I don't know what types your co-workers will be and I don't know anything about programming or engineering, but these fields will likely be NT heavy. Just give people space. People want autonomy. Once people are competent at their jobs, just let them do what they do best. If you're a manager, then guide them. But, don't force things on them. I see my ENTJ manager as the conductor of the orchestra. He knows where we're going and he keeps us all moving in that general direction. He also empowers us and gives us room to make decisions. He's not 'afraid' of our decision making ability - or that we'll mess up. He puts trust in us...and that makes people *want* to work hard. The absolute worst thing you can do to NT's is to micromanage them and tell them how to do their job.


----------



## EdR (May 4, 2012)

I've been an engineer for almost 40 years now and the skill set you describe should provide access into mid-level management and potentially higher. 

You asked how and what you should do. How would I know, I do not know you at all? General rules to follow: just be yourself, always try to do the right thing, and remember that everyone working really wants to feel safe and secure and to provide for their needs and wants. And never forget that everyone thinks they are under paid and is a lot more valuable than they actually are. The only thing left to do is to figure out how to juggle those opposites and then learn that the plan that worked for "Joe", does not work with "Bill", even though everything looks identical.

Good luck.


----------



## bellisaurius (Jan 18, 2012)

Xedus129 said:


> Hey guys, new here.
> 
> I'm just graduating with a Bachelors in Computer Engineering and as I'm learning more about personalities and such it makes me wonder how I fit as an Engineer. 99.9% of the other engineers are extremely introverted and have a hard time with social situations. While I'm no social guru I can talk with anyone from almost any background, or argue with them  . In my new job I'll be programming but I'll be dealing with people a lot and meeting with lots of different clients, etc.. and the place told me they picked me because my personality made up for my lack of experience (wasn't an entry level job). I'm not going to switch careers because I'm a very good coder and I love working on the computer as well as solving difficult logic problems. But what personality are most of my peers going to be, and how do I interact with different types without being too overbearing or bossy?

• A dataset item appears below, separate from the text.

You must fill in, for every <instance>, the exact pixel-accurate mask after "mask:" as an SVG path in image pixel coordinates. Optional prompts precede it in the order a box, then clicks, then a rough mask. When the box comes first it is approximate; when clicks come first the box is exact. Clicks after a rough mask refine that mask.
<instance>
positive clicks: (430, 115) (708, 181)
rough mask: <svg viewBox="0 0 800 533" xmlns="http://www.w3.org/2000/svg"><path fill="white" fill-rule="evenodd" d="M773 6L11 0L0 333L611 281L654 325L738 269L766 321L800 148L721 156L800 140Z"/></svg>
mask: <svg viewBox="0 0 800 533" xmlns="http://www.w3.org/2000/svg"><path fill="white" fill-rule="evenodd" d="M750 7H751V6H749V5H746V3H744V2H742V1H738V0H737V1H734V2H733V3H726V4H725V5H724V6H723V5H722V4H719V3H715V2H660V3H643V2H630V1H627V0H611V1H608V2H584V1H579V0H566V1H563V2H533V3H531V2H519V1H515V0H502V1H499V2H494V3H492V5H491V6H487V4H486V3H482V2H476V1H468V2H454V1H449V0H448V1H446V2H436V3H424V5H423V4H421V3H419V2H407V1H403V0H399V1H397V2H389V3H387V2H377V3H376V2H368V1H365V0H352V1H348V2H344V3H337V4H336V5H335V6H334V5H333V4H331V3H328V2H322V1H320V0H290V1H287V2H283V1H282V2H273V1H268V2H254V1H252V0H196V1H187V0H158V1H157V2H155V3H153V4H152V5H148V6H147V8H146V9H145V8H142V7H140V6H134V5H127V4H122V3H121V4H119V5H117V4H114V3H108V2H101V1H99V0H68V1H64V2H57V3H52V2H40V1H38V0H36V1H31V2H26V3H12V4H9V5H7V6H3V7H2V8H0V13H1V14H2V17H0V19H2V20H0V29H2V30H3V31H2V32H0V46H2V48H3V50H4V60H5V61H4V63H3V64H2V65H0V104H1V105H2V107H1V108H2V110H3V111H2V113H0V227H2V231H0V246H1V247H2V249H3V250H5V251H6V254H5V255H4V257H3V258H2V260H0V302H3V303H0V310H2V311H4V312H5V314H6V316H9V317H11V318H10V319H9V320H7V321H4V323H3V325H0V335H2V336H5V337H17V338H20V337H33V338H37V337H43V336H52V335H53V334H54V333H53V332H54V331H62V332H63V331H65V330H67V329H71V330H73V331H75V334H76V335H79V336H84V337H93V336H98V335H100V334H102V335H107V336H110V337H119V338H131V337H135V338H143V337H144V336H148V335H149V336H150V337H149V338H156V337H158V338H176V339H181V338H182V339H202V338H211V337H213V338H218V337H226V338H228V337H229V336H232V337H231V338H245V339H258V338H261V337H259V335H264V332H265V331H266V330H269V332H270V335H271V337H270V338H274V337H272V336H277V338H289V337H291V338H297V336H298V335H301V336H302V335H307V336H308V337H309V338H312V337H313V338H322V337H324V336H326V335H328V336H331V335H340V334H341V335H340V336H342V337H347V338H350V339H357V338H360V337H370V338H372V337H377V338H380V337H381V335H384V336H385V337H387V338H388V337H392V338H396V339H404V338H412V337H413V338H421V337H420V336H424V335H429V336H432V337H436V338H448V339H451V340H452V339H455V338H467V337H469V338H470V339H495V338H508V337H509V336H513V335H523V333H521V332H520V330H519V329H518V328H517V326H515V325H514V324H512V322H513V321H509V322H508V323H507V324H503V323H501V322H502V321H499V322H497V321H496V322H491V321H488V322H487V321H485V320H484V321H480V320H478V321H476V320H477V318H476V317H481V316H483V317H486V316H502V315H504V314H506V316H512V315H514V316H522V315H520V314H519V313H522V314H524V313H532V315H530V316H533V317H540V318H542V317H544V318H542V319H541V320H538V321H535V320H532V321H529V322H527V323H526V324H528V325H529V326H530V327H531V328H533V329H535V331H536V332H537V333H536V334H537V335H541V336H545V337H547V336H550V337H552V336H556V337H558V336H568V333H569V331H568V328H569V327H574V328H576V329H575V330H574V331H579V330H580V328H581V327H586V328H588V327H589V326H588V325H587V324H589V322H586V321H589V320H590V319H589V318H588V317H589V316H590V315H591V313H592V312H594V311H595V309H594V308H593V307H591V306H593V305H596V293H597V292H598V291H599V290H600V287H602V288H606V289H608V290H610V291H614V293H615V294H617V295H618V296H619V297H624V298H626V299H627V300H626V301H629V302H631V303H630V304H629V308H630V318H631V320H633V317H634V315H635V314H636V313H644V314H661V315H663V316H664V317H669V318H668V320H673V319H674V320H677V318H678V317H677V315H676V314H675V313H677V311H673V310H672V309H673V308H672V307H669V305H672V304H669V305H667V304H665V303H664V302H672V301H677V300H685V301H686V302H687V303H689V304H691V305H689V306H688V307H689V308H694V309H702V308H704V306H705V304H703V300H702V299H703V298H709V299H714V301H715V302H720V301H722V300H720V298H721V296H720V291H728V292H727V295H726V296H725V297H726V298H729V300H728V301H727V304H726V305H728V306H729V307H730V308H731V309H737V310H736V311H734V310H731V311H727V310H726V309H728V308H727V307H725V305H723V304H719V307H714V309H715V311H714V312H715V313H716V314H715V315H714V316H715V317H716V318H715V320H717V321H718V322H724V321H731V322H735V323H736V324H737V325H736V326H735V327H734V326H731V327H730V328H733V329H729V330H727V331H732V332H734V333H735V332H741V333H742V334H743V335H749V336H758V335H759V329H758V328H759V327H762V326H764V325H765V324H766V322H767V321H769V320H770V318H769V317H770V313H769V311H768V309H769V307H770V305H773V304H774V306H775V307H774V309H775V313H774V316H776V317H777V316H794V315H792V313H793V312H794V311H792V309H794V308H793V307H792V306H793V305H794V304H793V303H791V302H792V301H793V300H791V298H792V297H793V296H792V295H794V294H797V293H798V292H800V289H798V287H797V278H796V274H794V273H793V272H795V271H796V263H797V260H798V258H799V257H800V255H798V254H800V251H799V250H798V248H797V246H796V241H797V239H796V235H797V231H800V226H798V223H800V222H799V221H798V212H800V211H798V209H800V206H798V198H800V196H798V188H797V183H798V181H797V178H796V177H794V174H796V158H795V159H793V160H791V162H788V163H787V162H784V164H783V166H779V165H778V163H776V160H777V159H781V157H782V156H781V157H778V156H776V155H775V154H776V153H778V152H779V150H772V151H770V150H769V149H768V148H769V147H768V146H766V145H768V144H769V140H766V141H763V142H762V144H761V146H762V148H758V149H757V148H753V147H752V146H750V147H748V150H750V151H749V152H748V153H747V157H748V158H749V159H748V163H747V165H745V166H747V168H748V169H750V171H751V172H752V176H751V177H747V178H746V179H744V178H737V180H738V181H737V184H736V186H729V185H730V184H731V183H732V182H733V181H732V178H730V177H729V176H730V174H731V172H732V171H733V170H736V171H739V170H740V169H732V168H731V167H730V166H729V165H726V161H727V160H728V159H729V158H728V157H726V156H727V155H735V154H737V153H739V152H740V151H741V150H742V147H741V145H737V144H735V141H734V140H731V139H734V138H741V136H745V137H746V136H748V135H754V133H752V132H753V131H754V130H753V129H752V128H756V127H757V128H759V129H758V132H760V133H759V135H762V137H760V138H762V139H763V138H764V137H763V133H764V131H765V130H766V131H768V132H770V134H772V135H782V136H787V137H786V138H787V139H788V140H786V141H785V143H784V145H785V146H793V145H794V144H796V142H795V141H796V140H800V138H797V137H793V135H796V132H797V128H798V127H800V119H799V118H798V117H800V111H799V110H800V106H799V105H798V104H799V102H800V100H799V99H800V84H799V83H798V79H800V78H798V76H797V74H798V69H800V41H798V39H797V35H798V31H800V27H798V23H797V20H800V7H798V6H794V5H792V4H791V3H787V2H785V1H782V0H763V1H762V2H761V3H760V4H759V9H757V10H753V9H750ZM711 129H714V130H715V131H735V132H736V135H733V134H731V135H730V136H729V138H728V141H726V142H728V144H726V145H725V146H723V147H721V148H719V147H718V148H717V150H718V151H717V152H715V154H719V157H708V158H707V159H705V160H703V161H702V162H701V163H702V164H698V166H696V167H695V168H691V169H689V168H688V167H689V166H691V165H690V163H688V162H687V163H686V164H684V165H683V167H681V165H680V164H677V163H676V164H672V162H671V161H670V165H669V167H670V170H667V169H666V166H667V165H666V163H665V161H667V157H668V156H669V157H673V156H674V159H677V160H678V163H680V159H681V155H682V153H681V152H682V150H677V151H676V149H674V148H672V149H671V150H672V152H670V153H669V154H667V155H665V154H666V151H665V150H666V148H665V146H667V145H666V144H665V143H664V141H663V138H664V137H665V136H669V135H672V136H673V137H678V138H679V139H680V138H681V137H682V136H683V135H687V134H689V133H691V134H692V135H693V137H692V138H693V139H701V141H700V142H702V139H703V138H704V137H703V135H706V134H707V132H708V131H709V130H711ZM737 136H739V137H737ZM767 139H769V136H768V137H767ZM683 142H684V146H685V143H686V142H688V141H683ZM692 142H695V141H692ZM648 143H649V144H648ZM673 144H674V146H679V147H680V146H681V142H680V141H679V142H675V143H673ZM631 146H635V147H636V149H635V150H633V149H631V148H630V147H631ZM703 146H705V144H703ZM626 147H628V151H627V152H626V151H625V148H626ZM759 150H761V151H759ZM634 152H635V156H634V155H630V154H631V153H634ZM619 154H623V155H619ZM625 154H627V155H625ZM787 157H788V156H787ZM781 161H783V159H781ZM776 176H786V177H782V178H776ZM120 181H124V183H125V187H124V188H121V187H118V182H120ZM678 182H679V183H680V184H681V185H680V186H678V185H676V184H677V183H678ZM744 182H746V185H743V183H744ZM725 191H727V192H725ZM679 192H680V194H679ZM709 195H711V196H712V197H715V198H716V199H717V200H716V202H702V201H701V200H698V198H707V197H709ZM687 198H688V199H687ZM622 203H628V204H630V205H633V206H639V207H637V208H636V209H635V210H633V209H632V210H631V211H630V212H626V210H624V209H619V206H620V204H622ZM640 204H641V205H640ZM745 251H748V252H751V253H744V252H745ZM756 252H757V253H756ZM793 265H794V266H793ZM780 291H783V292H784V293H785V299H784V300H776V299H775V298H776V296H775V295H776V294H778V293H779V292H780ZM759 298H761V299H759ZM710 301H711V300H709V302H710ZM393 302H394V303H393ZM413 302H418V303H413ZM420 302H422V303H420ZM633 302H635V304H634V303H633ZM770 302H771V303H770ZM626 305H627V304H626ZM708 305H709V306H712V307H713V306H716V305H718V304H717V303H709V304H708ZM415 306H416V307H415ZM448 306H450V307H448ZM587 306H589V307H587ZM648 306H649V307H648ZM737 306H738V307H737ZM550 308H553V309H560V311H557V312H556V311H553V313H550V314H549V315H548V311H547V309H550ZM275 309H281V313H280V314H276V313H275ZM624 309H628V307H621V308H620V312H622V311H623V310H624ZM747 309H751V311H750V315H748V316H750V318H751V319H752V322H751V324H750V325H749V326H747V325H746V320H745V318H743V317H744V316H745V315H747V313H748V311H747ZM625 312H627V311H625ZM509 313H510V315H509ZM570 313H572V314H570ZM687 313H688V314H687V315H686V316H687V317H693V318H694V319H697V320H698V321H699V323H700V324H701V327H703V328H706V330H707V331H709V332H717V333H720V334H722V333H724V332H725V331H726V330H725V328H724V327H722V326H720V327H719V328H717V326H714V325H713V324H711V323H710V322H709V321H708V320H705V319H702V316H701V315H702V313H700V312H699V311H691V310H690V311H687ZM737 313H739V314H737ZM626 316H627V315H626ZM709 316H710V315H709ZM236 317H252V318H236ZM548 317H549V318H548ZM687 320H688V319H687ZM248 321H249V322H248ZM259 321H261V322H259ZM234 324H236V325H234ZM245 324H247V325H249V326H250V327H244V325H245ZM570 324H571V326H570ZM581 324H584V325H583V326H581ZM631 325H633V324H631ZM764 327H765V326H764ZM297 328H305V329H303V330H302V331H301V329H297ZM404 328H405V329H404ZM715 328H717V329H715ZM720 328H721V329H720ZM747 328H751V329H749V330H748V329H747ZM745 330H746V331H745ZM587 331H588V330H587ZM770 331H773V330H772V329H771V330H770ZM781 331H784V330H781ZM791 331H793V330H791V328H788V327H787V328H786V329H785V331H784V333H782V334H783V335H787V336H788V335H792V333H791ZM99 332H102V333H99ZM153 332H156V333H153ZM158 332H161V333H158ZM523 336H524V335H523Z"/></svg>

Being an introvert doesn't mean you don't deal with people well, it just means that social interaction's a bit more draining for them. You'll find that once they accept you into the circle, they'll be plenty social (albeit awkwardly). Read the place first and go with the flow is the best advice I can give.


----------



## alvinfromwaterloo (Feb 28, 2012)

You need to meet more engineers and programmers if you think 99.9% of them are super introverted and/or socially awkward.

- ENTJ Software Engineer


----------